# Math Help - calculus - newton's law of cooling?

1. ## calculus - newton's law of cooling?

Hi, i have a calculus hw problem which is the following -
Use Newton's Law of Cooling. The coroner arrives at teh scene of a murder at 2AM. he takes the temperature of the body and finds it to be 61.1 degrees . He waits one hour, takes the temperature again, and finds it to be 57.2 degrees . The body is in a meat freezer, where the temperature is 10 degrees . When was the murder comitted?

I was absent when the teacher went over this and i have no clue what to do. can someone please give me a step by step workthrough of the problem, or if thats too hard to type out, tell me what to do, and what the answer should be so i can check it? thanks for any help!

btw, there is no unit given for degrees, but i dont think that should matter.......

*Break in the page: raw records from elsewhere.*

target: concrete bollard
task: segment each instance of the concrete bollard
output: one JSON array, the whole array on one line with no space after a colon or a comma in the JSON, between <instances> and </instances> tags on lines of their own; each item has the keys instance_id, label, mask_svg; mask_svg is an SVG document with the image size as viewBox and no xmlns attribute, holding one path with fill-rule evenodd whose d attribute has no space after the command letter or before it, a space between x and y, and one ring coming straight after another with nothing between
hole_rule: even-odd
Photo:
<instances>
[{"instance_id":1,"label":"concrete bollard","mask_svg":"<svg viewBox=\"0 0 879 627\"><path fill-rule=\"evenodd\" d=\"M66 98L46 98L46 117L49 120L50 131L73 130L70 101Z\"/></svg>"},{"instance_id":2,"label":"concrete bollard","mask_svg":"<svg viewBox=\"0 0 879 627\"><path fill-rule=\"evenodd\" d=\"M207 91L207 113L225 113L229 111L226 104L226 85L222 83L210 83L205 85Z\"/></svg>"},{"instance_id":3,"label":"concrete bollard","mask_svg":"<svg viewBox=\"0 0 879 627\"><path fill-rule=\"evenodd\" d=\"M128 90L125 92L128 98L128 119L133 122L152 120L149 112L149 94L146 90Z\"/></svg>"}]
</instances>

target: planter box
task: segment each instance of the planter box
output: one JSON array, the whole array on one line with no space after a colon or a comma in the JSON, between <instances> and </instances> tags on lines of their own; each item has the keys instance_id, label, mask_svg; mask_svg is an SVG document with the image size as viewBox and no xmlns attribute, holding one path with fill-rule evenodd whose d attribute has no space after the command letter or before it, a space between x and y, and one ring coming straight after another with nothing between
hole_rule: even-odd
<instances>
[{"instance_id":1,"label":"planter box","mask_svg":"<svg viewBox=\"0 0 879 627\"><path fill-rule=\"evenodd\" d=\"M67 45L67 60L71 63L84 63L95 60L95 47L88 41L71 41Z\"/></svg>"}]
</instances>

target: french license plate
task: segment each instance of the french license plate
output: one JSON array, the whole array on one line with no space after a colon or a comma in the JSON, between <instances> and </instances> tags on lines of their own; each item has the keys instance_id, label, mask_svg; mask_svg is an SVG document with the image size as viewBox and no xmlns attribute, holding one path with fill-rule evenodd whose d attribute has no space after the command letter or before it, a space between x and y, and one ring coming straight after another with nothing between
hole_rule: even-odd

2. Using Newton's Cooling Law, we have

$\frac{dT}{dt}=k(T-10)$

Separate variables:

$\frac{dT}{T-10}=kdt$

Integrate:

$ln(T-10)=kt+c$

$T-10=Ce^{kt}$

Now, use the two given pieces of info to find k and C.

Once you have those you have your formula.

Then, set it equal to, say, 98.6 and solve for t.

Subtract that value from 2AM to find the time the murder was committed.

3. wow u guys are incredible, thanks, i think i got it

so i got an equation that ended up like this:

T=10 + 51.1e^ln0.9237*t

does this look like something that i should come up with?

if this looks good, then now i solve for t in this eqation?

once again thanks so much guys

4. i have another question, if were to solve that equation that i came up with, would e^ln0.9237 * t = 0.9237t because e^lnx = x right?

5. I think you have it.

I get $T=10+\frac{511}{10}e^{ln(\frac{472}{511})t}$

Yes, $e^{ln(\frac{472}{511})t}=(\frac{472}{511})^{t}$

6. wow great

when you write this:

Yes,
is that (472/511) multiplied by t, or (472/511) raised to the t? raised to t right?